10. Michele Fucking Bachmann, again. She can dish it out, but she can’t take it? Surprise! Meet Quitbull 2.0. And speaking of Quitbull…

palin-fos.jpg

11. Sarah Fucking Palin, again. She “can win in 2012”, but she hasn’t even decided IF she’s going to run yet? I guess she’s trying to change her image from Quitbull to Mrs. Dithers. PS: Hey Sawah, if you can win, how come you lost the last federal election, where you were only the VP candidate? PS: Look who inherited the dithering gene from her mother. Kinda sorta.

12. Linda Fucking Harvey. Wow, talk about creative! She figured out a way to combine homophobia, wacky superstition, and union-busting — all in one big fugly package of willful misinterpretation! Now, if only she could learn how to découpage…and STFU.

13. Raymond Fucking Wieczorek. Birth control is a “party”? Hardly. It’s ordinary, mundane, daily, bread-and-butter stuff, no more party-like than brushing your teeth. Unwanted pregnancy, on the other hand, is like a jail sentence. But what would a man (who is totally sexually unappealing) know about that?

14. Laura Fucking Fotusky. She had to choose between doing her job…and being superstitious and presumptuous. She chose the latter. Well, GOOD. Because by refusing to perform same-sex marriages (newly legal in New York) on grounds of religion, she freed the job up for some willing soul who’s actually QUALIFIED to do it! Now, if she could only do so without a parting sermon. THAT was the wank.
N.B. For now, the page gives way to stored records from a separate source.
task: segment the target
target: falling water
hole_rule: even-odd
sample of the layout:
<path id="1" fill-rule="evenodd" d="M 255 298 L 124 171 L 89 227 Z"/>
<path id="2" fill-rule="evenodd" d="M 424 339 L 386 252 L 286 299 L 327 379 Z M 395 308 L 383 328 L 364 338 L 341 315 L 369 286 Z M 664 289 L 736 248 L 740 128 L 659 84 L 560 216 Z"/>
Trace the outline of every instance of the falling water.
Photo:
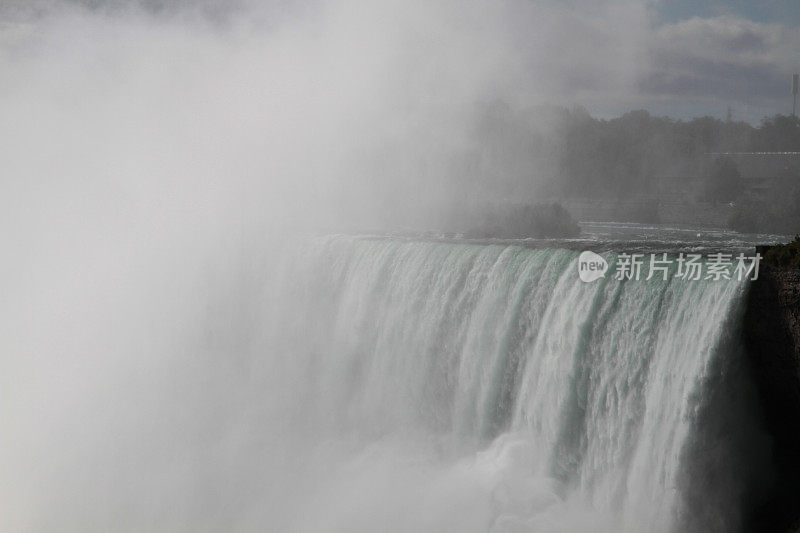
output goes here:
<path id="1" fill-rule="evenodd" d="M 266 306 L 255 372 L 286 431 L 357 464 L 311 527 L 742 526 L 763 451 L 735 339 L 747 284 L 583 283 L 577 255 L 353 237 L 285 254 L 272 294 L 293 303 Z"/>

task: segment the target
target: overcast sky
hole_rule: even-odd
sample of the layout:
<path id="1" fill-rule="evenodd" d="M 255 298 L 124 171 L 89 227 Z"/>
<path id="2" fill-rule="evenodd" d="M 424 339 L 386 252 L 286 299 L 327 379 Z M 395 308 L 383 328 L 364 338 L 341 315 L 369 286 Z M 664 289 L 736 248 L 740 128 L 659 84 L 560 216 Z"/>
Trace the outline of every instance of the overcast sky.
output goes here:
<path id="1" fill-rule="evenodd" d="M 32 5 L 118 9 L 132 3 L 136 2 L 0 0 L 5 7 L 0 47 L 12 46 L 24 33 L 14 20 L 24 18 L 19 13 L 29 13 Z M 377 35 L 386 20 L 402 13 L 397 27 L 408 35 L 395 31 L 393 22 L 387 27 L 397 37 L 395 48 L 424 42 L 430 49 L 417 57 L 457 63 L 468 63 L 473 57 L 459 53 L 459 46 L 490 50 L 487 57 L 497 65 L 492 73 L 496 81 L 482 89 L 486 98 L 500 97 L 522 106 L 579 104 L 601 117 L 643 108 L 676 118 L 723 118 L 730 106 L 734 119 L 757 123 L 767 115 L 791 112 L 790 76 L 800 69 L 800 2 L 796 0 L 505 0 L 485 3 L 490 7 L 471 0 L 442 0 L 436 2 L 441 9 L 420 8 L 419 2 L 405 7 L 388 0 L 385 17 L 374 3 L 361 10 L 353 9 L 349 0 L 138 3 L 157 12 L 153 15 L 157 17 L 174 16 L 186 6 L 201 6 L 201 11 L 217 19 L 225 19 L 228 13 L 250 16 L 266 26 L 264 31 L 270 31 L 271 24 L 278 24 L 275 20 L 283 20 L 287 12 L 308 16 L 318 10 L 344 13 L 331 16 L 333 23 L 352 25 L 355 32 L 361 31 L 360 26 L 373 26 L 378 28 Z M 340 4 L 351 7 L 340 10 Z M 397 58 L 383 36 L 376 37 L 380 42 L 374 45 L 370 39 L 375 35 L 365 35 L 363 50 L 375 49 L 376 55 L 388 51 L 386 61 Z M 444 65 L 444 70 L 452 69 L 457 77 L 467 66 Z M 432 70 L 438 72 L 441 67 Z M 413 61 L 406 61 L 404 68 L 414 68 Z"/>

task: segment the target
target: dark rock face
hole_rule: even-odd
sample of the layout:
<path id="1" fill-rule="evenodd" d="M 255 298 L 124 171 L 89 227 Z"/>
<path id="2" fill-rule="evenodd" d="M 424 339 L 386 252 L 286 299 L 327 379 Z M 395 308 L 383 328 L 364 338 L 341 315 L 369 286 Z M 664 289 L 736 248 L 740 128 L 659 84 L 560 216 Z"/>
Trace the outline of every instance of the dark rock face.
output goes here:
<path id="1" fill-rule="evenodd" d="M 742 335 L 775 470 L 750 529 L 785 532 L 800 524 L 800 269 L 762 267 L 750 287 Z"/>

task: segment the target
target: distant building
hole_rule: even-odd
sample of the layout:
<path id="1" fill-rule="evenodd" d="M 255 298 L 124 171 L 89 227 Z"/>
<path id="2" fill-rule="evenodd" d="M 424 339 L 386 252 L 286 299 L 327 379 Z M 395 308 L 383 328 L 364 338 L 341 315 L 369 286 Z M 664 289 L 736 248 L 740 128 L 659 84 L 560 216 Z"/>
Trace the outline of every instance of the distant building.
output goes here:
<path id="1" fill-rule="evenodd" d="M 770 191 L 785 189 L 800 177 L 800 152 L 733 152 L 712 153 L 726 157 L 739 170 L 744 194 L 766 199 Z"/>
<path id="2" fill-rule="evenodd" d="M 706 154 L 711 161 L 727 158 L 741 176 L 745 196 L 766 199 L 776 189 L 785 190 L 800 181 L 800 152 L 720 152 Z M 706 172 L 698 168 L 676 169 L 656 175 L 650 190 L 662 202 L 693 203 L 704 198 Z"/>

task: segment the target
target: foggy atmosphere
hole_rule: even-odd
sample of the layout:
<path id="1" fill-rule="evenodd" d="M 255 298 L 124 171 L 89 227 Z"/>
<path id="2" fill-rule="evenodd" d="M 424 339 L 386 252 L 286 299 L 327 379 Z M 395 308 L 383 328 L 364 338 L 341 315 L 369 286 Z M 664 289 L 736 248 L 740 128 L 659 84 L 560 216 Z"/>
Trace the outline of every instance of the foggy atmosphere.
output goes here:
<path id="1" fill-rule="evenodd" d="M 800 531 L 793 0 L 0 0 L 0 531 Z"/>

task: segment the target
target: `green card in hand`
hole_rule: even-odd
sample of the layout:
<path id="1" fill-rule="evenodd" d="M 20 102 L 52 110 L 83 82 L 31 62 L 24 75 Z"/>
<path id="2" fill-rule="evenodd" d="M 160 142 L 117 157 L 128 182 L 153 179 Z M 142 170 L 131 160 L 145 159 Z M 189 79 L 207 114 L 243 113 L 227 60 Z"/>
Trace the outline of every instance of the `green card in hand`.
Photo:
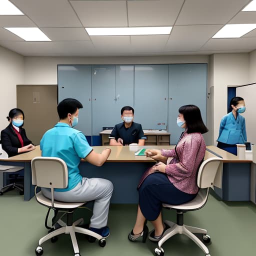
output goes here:
<path id="1" fill-rule="evenodd" d="M 145 156 L 146 148 L 142 148 L 135 152 L 135 156 Z"/>

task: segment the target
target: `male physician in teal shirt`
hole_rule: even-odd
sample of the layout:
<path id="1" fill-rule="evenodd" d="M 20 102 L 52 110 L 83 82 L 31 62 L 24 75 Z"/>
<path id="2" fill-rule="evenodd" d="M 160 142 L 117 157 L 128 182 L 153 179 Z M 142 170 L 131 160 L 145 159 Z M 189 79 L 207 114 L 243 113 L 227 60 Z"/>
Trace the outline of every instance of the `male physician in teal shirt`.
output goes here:
<path id="1" fill-rule="evenodd" d="M 94 200 L 90 229 L 106 238 L 110 234 L 106 224 L 113 185 L 107 180 L 82 177 L 78 166 L 81 158 L 95 166 L 102 166 L 111 150 L 95 152 L 82 132 L 73 128 L 78 122 L 79 109 L 82 108 L 82 104 L 74 98 L 61 102 L 57 108 L 60 122 L 44 134 L 40 148 L 42 156 L 60 158 L 68 166 L 68 187 L 55 189 L 54 198 L 66 202 Z M 42 192 L 50 198 L 48 190 L 42 188 Z"/>

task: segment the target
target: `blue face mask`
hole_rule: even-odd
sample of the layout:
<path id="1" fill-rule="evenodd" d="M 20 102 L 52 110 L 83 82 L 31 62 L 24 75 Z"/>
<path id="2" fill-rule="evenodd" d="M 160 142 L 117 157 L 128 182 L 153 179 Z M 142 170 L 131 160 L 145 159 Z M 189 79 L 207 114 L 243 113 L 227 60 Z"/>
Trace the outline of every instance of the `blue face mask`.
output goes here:
<path id="1" fill-rule="evenodd" d="M 242 106 L 241 108 L 240 108 L 237 110 L 236 112 L 238 113 L 239 113 L 240 114 L 242 113 L 244 113 L 246 111 L 246 107 L 245 106 Z"/>
<path id="2" fill-rule="evenodd" d="M 183 124 L 186 122 L 185 121 L 181 121 L 180 118 L 177 118 L 177 125 L 180 127 L 180 128 L 182 128 Z"/>
<path id="3" fill-rule="evenodd" d="M 124 120 L 126 122 L 132 122 L 133 118 L 133 116 L 124 116 Z"/>
<path id="4" fill-rule="evenodd" d="M 12 120 L 12 122 L 14 126 L 15 126 L 16 127 L 20 127 L 23 124 L 24 121 L 23 120 L 17 119 L 16 120 Z"/>
<path id="5" fill-rule="evenodd" d="M 78 124 L 78 118 L 74 116 L 72 122 L 72 127 L 74 127 Z"/>

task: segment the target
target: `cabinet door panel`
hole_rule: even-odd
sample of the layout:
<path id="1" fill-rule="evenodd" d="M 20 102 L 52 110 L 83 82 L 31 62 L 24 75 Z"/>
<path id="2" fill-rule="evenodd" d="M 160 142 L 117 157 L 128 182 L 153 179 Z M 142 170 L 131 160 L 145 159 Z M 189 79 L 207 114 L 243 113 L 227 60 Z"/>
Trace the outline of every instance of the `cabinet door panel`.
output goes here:
<path id="1" fill-rule="evenodd" d="M 92 135 L 92 68 L 86 65 L 58 66 L 58 102 L 66 98 L 79 100 L 83 108 L 79 110 L 76 128 L 86 136 Z"/>
<path id="2" fill-rule="evenodd" d="M 92 135 L 98 136 L 103 126 L 116 124 L 116 66 L 92 67 Z"/>
<path id="3" fill-rule="evenodd" d="M 143 129 L 165 128 L 168 65 L 136 65 L 134 68 L 135 122 Z"/>
<path id="4" fill-rule="evenodd" d="M 206 90 L 207 64 L 169 65 L 168 130 L 172 144 L 177 143 L 182 131 L 176 124 L 181 106 L 198 106 L 206 124 Z"/>
<path id="5" fill-rule="evenodd" d="M 124 106 L 134 106 L 134 76 L 133 65 L 116 66 L 116 102 L 115 112 L 116 124 L 121 122 L 121 108 Z"/>

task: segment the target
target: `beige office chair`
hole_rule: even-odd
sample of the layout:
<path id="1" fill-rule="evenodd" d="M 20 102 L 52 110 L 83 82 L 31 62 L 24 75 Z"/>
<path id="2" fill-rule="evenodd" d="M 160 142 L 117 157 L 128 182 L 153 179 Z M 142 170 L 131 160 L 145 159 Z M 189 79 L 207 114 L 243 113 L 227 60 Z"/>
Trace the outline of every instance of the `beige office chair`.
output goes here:
<path id="1" fill-rule="evenodd" d="M 201 164 L 198 175 L 198 186 L 200 188 L 196 198 L 192 201 L 174 206 L 163 204 L 164 208 L 176 210 L 176 223 L 169 220 L 164 220 L 170 226 L 168 233 L 158 242 L 158 248 L 154 249 L 154 253 L 158 256 L 164 256 L 164 250 L 162 244 L 170 238 L 176 234 L 184 234 L 192 239 L 206 254 L 206 256 L 210 256 L 208 248 L 199 239 L 195 234 L 202 234 L 202 240 L 204 243 L 210 241 L 210 236 L 207 234 L 207 230 L 198 228 L 184 225 L 183 222 L 184 214 L 186 212 L 196 210 L 204 207 L 207 202 L 210 188 L 213 188 L 215 176 L 219 168 L 221 168 L 220 158 L 212 158 L 204 161 Z"/>
<path id="2" fill-rule="evenodd" d="M 52 239 L 62 234 L 69 234 L 71 237 L 75 256 L 80 256 L 79 248 L 76 238 L 75 232 L 82 233 L 93 236 L 98 240 L 98 244 L 104 247 L 106 242 L 101 236 L 89 230 L 76 226 L 82 222 L 80 219 L 72 222 L 72 214 L 74 210 L 84 204 L 86 202 L 64 202 L 54 200 L 54 188 L 64 188 L 68 186 L 68 168 L 66 162 L 58 158 L 46 158 L 39 156 L 34 158 L 31 162 L 32 172 L 32 184 L 36 185 L 35 194 L 36 200 L 41 204 L 54 211 L 62 212 L 66 214 L 66 224 L 64 226 L 54 230 L 39 240 L 38 246 L 36 249 L 37 256 L 42 255 L 44 252 L 42 244 L 46 241 Z M 46 198 L 41 191 L 36 193 L 37 186 L 50 188 L 51 199 Z M 63 216 L 63 214 L 62 214 Z M 58 223 L 60 223 L 58 222 Z M 60 222 L 61 223 L 61 222 Z M 62 223 L 64 223 L 62 222 Z"/>
<path id="3" fill-rule="evenodd" d="M 8 158 L 8 154 L 2 148 L 2 144 L 0 143 L 0 160 L 1 159 Z M 12 174 L 19 172 L 24 168 L 22 166 L 6 166 L 0 164 L 0 196 L 2 196 L 4 193 L 7 192 L 9 190 L 16 188 L 20 192 L 20 194 L 24 194 L 24 187 L 22 184 L 16 183 L 17 178 L 14 177 L 12 183 L 8 184 L 3 186 L 3 174 Z"/>

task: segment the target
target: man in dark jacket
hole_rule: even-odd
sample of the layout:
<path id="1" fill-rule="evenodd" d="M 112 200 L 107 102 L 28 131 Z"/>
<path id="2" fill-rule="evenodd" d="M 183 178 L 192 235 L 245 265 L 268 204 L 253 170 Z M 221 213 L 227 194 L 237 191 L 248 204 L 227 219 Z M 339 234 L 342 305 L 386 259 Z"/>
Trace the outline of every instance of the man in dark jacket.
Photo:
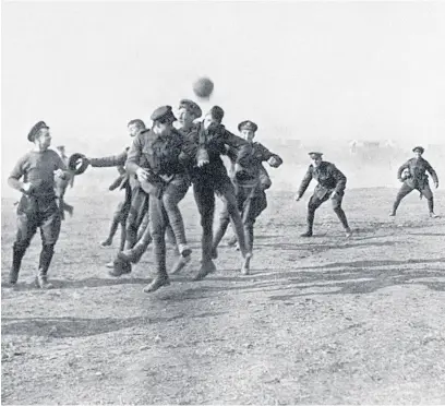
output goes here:
<path id="1" fill-rule="evenodd" d="M 430 189 L 426 171 L 430 172 L 436 188 L 438 188 L 437 175 L 430 163 L 426 159 L 423 159 L 422 155 L 424 153 L 424 148 L 422 146 L 416 146 L 412 152 L 414 153 L 414 157 L 400 166 L 397 171 L 397 178 L 400 180 L 400 182 L 402 182 L 402 186 L 397 193 L 390 216 L 396 215 L 397 207 L 399 206 L 401 200 L 416 189 L 421 193 L 421 196 L 425 196 L 428 201 L 428 208 L 430 211 L 430 217 L 435 218 L 437 216 L 434 214 L 434 198 L 433 192 Z"/>
<path id="2" fill-rule="evenodd" d="M 306 175 L 301 182 L 300 189 L 296 195 L 297 202 L 303 196 L 309 183 L 315 179 L 318 184 L 315 187 L 314 194 L 311 196 L 308 205 L 308 230 L 301 237 L 312 237 L 314 225 L 315 211 L 329 198 L 333 202 L 334 212 L 337 214 L 341 225 L 345 228 L 347 237 L 350 237 L 352 231 L 349 228 L 346 214 L 341 208 L 342 198 L 345 195 L 346 176 L 337 169 L 334 164 L 323 160 L 322 153 L 311 152 L 309 156 L 312 159 Z"/>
israel-collective-punishment.jpg

15. The Fucking Knesset. You know you’re losing the war when you haul out the big guns to kill the mosquitoes. And their anti-boycott law is just that: the Big Bertha of free-speech repression. Israel may call itself the only democracy in the Middle East, but at the rate everything’s going, it’s going to end up being the only dictatorship.

16. James Fucking Moore. What kind of Canadian heritage minister thinks cutting an actual Canadian heritage’s budgetary allotment by 5% is a good idea? One from the Harper Government™, who else? After all, they are NOT the Government of Canada. What does it matter to them if Canada is further starved of honest, unbiased information?

17. John Robert Fucking Mester. What a coinkydink…his name rhymes with “pester”. Or “horse molester”. Because that’s exactly what he is…and a serial one, at that. Ugh!

18. Darnell Fucking Hardware. Yes, that’s his real name…and yes, he’s really a wanker. Of the most literal kind. The kind that trolls the subways, looking for women to jack off on. How appropriate, then, that this other serial molester got caught with DNA evidence taken from his own jack-off, eh?

repug-survival-suit.jpg

19. The Fucking Republican Party of Wisconsin. Yes, the entire party…because they are all complicit in a dirty scheme to try to sow confusion by planting fake Democratic candidates in a state where everything with an R after its name is now in trouble, thanks to the teabagger governor and his ugly henchmen. And those henchmen are…the Fucking Republican Party of Wisconsin, who else?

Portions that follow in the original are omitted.